Random Forest CI Test

The Random Forest Conditional Independence (CI) test is a flexible, non-parametric method that leverages the predictive power of ensemble models to assess conditional independence. By measuring the importance of a feature in a predictive task, it can capture complex, non-linear relationships and interactions, making it well-suited for a wide range of data types.

Mathematical Formulation

The test is based on a simple but powerful premise: if a variable X is conditionally independent of a target Y given a set of conditioning variables Z, then X should have no predictive power for Y when the information in Z is already available. The test formalizes this idea by measuring the feature importance of X within a Random Forest model trained to predict Y.

The most robust measure of feature importance for this task is permutation importance (Breiman, 2001; Fisher et al., 2019). The overall procedure to obtain a p-value is as follows:

Train a Predictive Model: A Random Forest model is trained to predict the target variable Y using the predictor X and the conditioning set Z as features.
Calculate Observed Importance: The permutation importance of X is calculated. This is done by first recording the model’s performance (e.g., R² for regression, accuracy for classification) on a hold-out dataset. Then, the values in the column corresponding to feature X are randomly shuffled (permuted), and the model’s performance is measured again. The feature importance is the drop in performance caused by this shuffling. This serves as the observed test statistic. $$ \text{Importance}(X) = \text{Performance}_{\text{original}} - \text{Performance}_{\text{permuted}(X)} $$
Generate a Null Distribution: To determine if the observed importance is statistically significant, we need to generate a distribution of importances under the null hypothesis ($Y \perp X | Z$). This is achieved by permuting the relationship between X and Y while preserving the relationship with Z. Specifically, for a number of repetitions:
- The values of feature X are permuted.
- A new Random Forest is trained from scratch on this permuted dataset (predicting Y from the permuted X and original Z).
- The permutation importance of the (permuted) X is calculated for this new model.
- This collection of importance scores forms the null distribution.
Calculate P-Value: The p-value is the proportion of importance scores in the null distribution that are greater than or equal to the originally observed importance statistic.

Properties and Assumptions

Non-parametric: The test does not rely on assumptions of linearity or specific data distributions.
Handles Interactions and Mixed Data: Random Forests naturally handle interaction effects between variables and can be used with a mix of continuous and categorical data types.
Model-Agnostic Principle: While this implementation uses Random Forest, the underlying permutation-based testing framework is model-agnostic and can be applied with other predictive models (Fisher et al., 2019).
Assumptions: The primary assumption is that the Random Forest model is a sufficiently good predictor of the underlying relationships.
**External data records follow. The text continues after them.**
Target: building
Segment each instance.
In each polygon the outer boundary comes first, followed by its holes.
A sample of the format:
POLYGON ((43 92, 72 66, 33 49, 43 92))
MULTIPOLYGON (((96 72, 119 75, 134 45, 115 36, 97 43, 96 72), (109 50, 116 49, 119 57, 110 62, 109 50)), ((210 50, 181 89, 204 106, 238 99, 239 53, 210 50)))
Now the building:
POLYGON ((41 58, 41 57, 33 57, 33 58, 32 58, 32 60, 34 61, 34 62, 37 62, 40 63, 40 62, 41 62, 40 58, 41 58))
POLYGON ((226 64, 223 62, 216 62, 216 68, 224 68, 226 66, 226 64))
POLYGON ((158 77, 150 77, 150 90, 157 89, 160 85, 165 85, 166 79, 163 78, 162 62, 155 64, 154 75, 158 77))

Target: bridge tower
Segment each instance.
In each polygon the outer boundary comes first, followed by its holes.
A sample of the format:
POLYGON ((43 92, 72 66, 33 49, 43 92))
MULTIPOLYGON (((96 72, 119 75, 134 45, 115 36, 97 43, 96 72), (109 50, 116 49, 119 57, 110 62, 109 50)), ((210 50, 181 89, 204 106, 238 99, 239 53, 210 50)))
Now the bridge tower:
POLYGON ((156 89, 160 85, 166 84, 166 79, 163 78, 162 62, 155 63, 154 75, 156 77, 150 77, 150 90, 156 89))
If the model fails to capture the predictive patterns, the feature importance measures will not be reliable.

Code Exampleimport numpy as np
from citk.tests import RandomForest

# Generate data with a non-linear relationship: X -> Z -> Y
n = 500
X = np.random.randn(n)
Z = np.sin(X * 2) + np.random.randn(n) * 0.2
Y = Z**3 + np.random.randn(n) * 0.2
data = np.vstack([X, Y, Z]).T

# Initialize the test
# num_permutations can be increased for more precise p-values
rf_test = RandomForest(data, num_permutations=99, random_state=42)

# Test for unconditional independence (should be dependent)
p_unconditional = rf_test(0, 1)
print(f"P-value (unconditional) for X _||_ Y: {p_unconditional:.4f}")
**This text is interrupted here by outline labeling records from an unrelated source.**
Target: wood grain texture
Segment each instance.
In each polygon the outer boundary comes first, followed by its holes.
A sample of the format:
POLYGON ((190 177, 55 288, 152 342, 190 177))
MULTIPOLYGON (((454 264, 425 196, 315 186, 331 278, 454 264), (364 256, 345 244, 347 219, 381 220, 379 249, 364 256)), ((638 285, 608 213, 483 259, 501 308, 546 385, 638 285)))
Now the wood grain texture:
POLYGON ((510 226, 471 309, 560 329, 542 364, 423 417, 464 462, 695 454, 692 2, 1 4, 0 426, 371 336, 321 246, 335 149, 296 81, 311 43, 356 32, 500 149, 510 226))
# Test for conditional independence given Z (should be independent)
p_conditional = rf_test(0, 1, [2])
print(f"P-value (conditional) for X _||_ Y | Z: {p_conditional:.4f}")

API Reference

For a full list of parameters, see the API documentation: :class:citk.tests.ml_based_tests.RandomForest.

References

Breiman, L. (2001). Random Forests. Machine Learning, 45(1), 5-32.
Fisher, A., Rudin, C., & Dominici, F. (2019). All Models are Wrong, but Many are Useful: Learning a Variable’s Importance by Studying an Entire Class of Prediction Models. Journal of Machine Learning Research, 20(177), 1-81.
Strobl, C., Boulesteix, A. L., Kneib, T., Augustin, T., & Zeileis, A. (2008). Conditional variable importance for random forests. BMC Bioinformatics, 9(1), 307.